Quite often when building a data warehouse we are given the challenge of having to delete existing data before importing the latest and greatest. In an ideal world we would just insert new records and be on our way, but quite often that is not the case. Deleting data isn’t the best option either as by default a
DELETE statement takes an exclusive lock on the table it is being executed against. For smaller warehouses you can often work around this by use of the
NOLOCK query hint, however, there is a better way to remove data from a table. Partition switching is that its an almost instantaneous schema change (behind the scenes there is actually a pointer change happening inside the filegroup) that equates to selectively truncating data from your table.
There are a few important requirements to be aware of when exporing partition switching:
- The receiving table must already exist in the table, be empty, and have the same column structure, indexes, constraints, and partition scheme the source table.

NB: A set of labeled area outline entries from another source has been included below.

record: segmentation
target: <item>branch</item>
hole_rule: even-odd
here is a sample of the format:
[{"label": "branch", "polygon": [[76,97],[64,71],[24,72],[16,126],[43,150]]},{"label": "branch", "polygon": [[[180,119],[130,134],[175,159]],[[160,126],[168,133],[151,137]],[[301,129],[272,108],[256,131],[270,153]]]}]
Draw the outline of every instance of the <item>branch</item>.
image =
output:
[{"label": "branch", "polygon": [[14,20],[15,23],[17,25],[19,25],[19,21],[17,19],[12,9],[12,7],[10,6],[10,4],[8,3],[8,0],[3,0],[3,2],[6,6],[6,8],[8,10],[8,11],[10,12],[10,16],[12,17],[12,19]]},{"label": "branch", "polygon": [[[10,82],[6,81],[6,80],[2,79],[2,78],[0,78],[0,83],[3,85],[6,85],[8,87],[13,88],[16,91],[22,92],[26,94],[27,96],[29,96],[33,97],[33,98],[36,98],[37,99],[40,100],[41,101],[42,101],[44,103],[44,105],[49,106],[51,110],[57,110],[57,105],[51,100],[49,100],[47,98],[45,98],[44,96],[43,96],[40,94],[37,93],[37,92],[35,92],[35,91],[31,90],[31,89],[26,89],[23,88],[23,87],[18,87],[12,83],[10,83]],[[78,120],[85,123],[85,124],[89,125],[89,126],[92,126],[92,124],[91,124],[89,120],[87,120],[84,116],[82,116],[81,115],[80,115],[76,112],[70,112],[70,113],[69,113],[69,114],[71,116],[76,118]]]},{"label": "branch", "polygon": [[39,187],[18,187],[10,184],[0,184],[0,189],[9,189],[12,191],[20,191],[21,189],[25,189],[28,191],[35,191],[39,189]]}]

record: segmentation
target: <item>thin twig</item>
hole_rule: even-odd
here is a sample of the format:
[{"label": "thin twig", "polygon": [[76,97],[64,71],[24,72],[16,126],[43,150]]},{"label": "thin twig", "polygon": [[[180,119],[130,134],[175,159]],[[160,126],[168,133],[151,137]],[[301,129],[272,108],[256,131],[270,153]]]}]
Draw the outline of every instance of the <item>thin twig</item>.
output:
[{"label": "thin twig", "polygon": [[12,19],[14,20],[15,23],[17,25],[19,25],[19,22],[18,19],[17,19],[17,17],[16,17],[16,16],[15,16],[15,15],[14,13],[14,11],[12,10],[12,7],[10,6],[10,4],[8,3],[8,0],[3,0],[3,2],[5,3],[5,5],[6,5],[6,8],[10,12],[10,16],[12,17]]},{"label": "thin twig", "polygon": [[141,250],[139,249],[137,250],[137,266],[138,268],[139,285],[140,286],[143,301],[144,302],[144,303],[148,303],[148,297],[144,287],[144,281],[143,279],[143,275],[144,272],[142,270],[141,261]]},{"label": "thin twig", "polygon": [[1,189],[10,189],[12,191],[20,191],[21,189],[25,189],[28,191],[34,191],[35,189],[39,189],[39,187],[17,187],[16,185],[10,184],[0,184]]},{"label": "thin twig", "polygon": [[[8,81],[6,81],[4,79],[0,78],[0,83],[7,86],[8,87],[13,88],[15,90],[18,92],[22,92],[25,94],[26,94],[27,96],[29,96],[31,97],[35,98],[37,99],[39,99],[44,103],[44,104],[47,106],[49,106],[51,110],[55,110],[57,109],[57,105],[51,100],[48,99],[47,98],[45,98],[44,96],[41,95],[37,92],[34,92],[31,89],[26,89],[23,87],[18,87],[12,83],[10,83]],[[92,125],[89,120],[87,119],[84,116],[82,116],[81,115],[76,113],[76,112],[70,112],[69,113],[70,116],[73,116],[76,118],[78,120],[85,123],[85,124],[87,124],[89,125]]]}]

- Both the source and destination tables or partitions must be in the same file group, the pointer switch which happens behind the scenes is not possible without this.
- There cannot be any XML or Full Text indexes on the source table
- There can be no foreign key relationships between the source and destination tables, nor can there be any foreign key relationships which reference the source table.
- Tables involved in the partition switch can not be sources of replication.
- Triggers cannot be fired during the switch.
- Full details on the rules of partition switching can be found on MSDN
So now that we understand at a high level what partition switching is and its limitation, lets look at how we eliminate data using partition switching. First we are going to make two identical copy of our partitioned table. This can easily be automated using a stored procedure, or if your table structure never changes these tables can be created one time and a truncate can be used instead of a drop at the end of the process.
Once the destinations to be used for partition switching are created, the next step is to load new and existing data you wish to keep into one of your duplicates. In my example I am taking 2010 data from a source system using an ETL process and also doing an
INSERT INTO … SELECT from FactSales to FactSales#Keep with the 2010 data I do not want to eliminate.
Once all the data we would like to keep is staged into FactSales#Keep the next step is to switch the partition from the orginal table, FactSales, into the elimination table, FactSales#Elim by executing
ALTER TABLE FactSales SWITCH PARTITION <source_partition_number_expression> TO FactSales#Elim <target_partition_number_expression>. Since these partitions are in the same file groups SQL Server simply does a pointer switch on the filesystem to achieve this.
Upon swapping out the partition we wish to eliminate we now have an empty partition in the original FactSales table, this allows us to now swap new data in. So we will execute the same switch only this time swapping data in from FactSales#Keep into FactSales.
Once we have successfully loaded FactSales, we can drop the two temporary tables we created at the beginning of the excercise, thus allowing us to replace existing data in our fact table with minimal impact to performance in the warehouse.